実施例2:F₁ヘミ接合性トリプル・トランスジェニックマウス
F₁トランスジェニックマウスの作製。国立衛生研究所(NIH)のMark Mattson博士によって、プレセニリン-1ノックイン(PS1_M146VKI)マウスが提供された。PS1_M146V KIマウスの誘導及び特徴付けに関しては、Guo他(1999)Nat. Med. 5:101-106に記載されており、Leissring他(2000)J.Cell Biol. 149:793-797も参照されたい。

先ずホモ接合性突然変異プレセニリン-1ノックイン・マウス(M146V突然変異を収容する)から単胚細胞を採取することにより、トリプル・トランスジェニックマウスを作製した。前核マイクロインジェクション技術を用いて、これらの単胚細胞内に2つのトランスジーンを同時にマイクロインジェクションした。

2つのトランスジーンは、ヒト・スウェーディッシュAPP突然変異、又はヒト・タウ遺伝子内のP301LをコードするcDNA分子を含有した。これらのcDNA分子の双方を、マウスThy1.2遺伝子カセット内に個別に挿入し、この配列の調節制御下で発現させておいた。次いで、マイクロインジェクションされた胚を養母マウスに移し、3週間後に子マウスが生まれた。

これらの子マウスをスクリーニングして、サザン・ブロット分析によって、どれがトランスジーンを含有するかを同定した。系列のうちの5つが、両トランスジーンを含有していることが見出された。これらをホモ接合性突然変異プレセニリン-1ノックイン・マウスと戻し交雑した。マウスをホモ接合性プレセニリン-1ノックイン・マウスと戻し交雑することにより、突然変異プレセニリン-1トランスジーンは、ホモ接合性バックグラウンドで維持され、突然変異型のタウ・トランスジーン及びAPPトランスジーンはヘミ接合性バックグラウンドで維持されている。続いて、3つの全てのトランスジーン(プレセニリン-1、APP、及びタウ)がホモ接合性となるように、マウスを下記のように育種した。

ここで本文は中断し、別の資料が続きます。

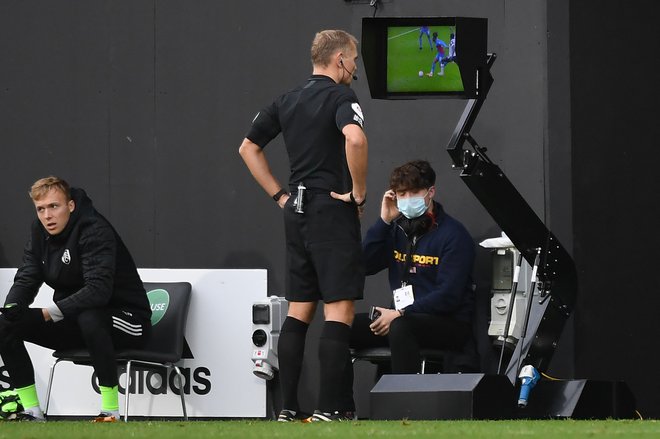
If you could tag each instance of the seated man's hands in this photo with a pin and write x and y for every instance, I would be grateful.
(381, 326)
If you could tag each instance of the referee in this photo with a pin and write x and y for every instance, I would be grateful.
(321, 122)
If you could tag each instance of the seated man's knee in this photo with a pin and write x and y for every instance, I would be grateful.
(92, 320)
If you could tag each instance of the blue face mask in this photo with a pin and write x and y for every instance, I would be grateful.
(412, 207)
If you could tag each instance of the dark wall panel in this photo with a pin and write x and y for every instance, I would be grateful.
(614, 95)
(145, 103)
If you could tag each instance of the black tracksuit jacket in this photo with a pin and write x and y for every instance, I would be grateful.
(87, 265)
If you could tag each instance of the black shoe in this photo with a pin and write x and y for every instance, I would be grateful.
(24, 417)
(320, 416)
(287, 416)
(105, 417)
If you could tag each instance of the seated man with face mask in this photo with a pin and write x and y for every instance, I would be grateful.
(429, 256)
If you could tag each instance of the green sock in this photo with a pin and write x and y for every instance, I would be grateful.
(28, 396)
(109, 399)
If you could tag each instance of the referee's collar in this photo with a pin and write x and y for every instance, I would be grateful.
(321, 78)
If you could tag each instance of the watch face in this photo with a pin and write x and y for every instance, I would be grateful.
(260, 314)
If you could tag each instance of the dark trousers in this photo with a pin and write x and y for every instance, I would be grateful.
(93, 329)
(409, 334)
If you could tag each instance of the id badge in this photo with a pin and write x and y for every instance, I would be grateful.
(403, 297)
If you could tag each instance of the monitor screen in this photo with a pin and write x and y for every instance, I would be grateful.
(424, 57)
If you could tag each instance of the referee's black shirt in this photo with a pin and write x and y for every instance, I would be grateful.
(311, 118)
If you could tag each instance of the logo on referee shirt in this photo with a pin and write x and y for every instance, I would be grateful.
(159, 300)
(358, 117)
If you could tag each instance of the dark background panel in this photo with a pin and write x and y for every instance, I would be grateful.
(145, 103)
(615, 131)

多重トランスジェニックマウスを作製するための新規の戦略を図1に示す。突然変異ヒト遺伝子プレセニリン-1ノックイン(PS1_M146V)に関してトランスジェニック型である2匹のマウスを交配させ、その結果生じた受精卵(胚細胞)を採取した。単胚細胞にThy1.2-APP_SWE695及びThy1.2-TAU_P301Lを同時マイクロインジェクションし、次いでこれを養母内に移植した。その結果生じた子孫は、多重トランスジェニック(この場合、PS1_M146VKI/APP_SWE695/TAU_P301Lトリプル・トランスジェニック又は「3xTg-AD」)マウス系列の創始者であった。

云うまでもなく、このプロセスは、以前の育種戦略よりも、著しくシンプルで、高速であり、またコストの上で効果的なトランスジェニックマウス作製方法である。それというのも、マウス・コロニーの育種及び遺伝子型特定の手間が著しく低減されるからである。

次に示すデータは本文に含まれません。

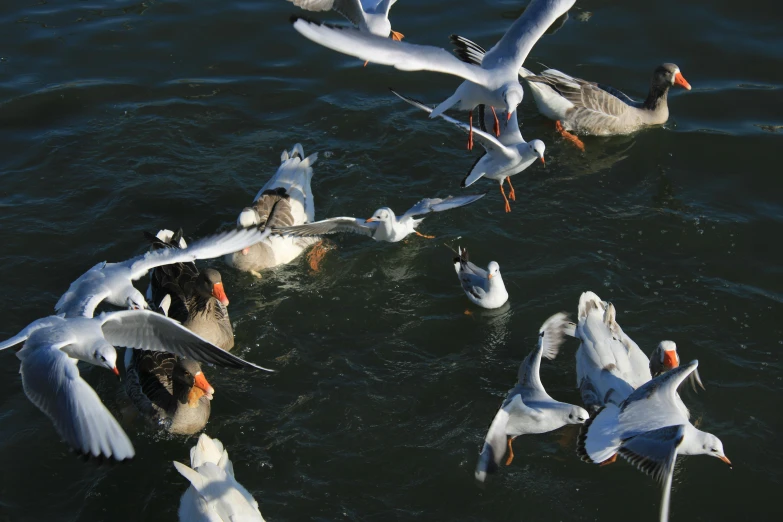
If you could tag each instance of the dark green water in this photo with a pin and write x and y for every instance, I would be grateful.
(119, 117)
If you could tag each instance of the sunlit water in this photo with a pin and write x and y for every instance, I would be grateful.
(118, 117)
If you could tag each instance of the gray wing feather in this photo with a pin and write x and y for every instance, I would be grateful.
(52, 382)
(147, 330)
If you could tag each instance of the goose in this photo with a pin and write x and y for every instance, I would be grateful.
(528, 409)
(289, 193)
(198, 299)
(484, 288)
(503, 157)
(649, 429)
(214, 494)
(494, 82)
(113, 282)
(383, 225)
(369, 16)
(51, 379)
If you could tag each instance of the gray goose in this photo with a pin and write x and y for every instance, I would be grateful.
(587, 107)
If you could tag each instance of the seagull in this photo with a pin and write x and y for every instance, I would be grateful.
(483, 287)
(51, 380)
(528, 409)
(214, 494)
(384, 225)
(492, 83)
(113, 282)
(370, 16)
(504, 156)
(649, 429)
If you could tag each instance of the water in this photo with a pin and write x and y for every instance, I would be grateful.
(119, 117)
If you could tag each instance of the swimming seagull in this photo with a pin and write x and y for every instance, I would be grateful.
(504, 156)
(649, 429)
(113, 282)
(483, 287)
(51, 380)
(492, 83)
(528, 409)
(370, 16)
(384, 225)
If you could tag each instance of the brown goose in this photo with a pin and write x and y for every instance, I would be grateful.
(169, 391)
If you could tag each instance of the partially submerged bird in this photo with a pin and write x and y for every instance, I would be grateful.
(198, 299)
(483, 287)
(383, 225)
(214, 494)
(289, 193)
(528, 409)
(505, 156)
(494, 82)
(587, 107)
(649, 429)
(370, 16)
(52, 347)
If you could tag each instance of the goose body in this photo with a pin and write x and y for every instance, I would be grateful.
(289, 193)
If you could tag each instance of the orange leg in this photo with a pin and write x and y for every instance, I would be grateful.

タウ(P301L)遺伝子を含有するプラスミドは、Michael Hutton博士によって、また、APPswe遺伝子を含有するプラスミドは、Rachel Neve博士によって提供された。ヒトβ-アミロイド前駆体タンパクの配列は、GenBank受託番号XM047793に見出される。ヒト・タウ遺伝子の配列は、GenBank受託番号11426018に見出される。
Thy1.2遺伝子は、Pico Caroni博士によって提供された。Thy1.2遺伝子の配列は、GenBank受託番号M12379に見出される。

創始者系列。図2に示すチャートは、図1に示して上述した同時ミクロインジェクション戦略から得られた6つの創始者系列に該当する遺伝子型を含む。図2に示すように、創始者系列の全てがPS1_M146V KIに関してホモ接合性であり、6つの系列のうちの5つ(A2, B1, F5, F7及びG6で示す)が、APP_SWE695及びTAU_P301Lに関してヘミ接合性である。創始者系列のうちの1つ(A1で示す)が、TAU_P301Lに関してのみヘミ接合性である。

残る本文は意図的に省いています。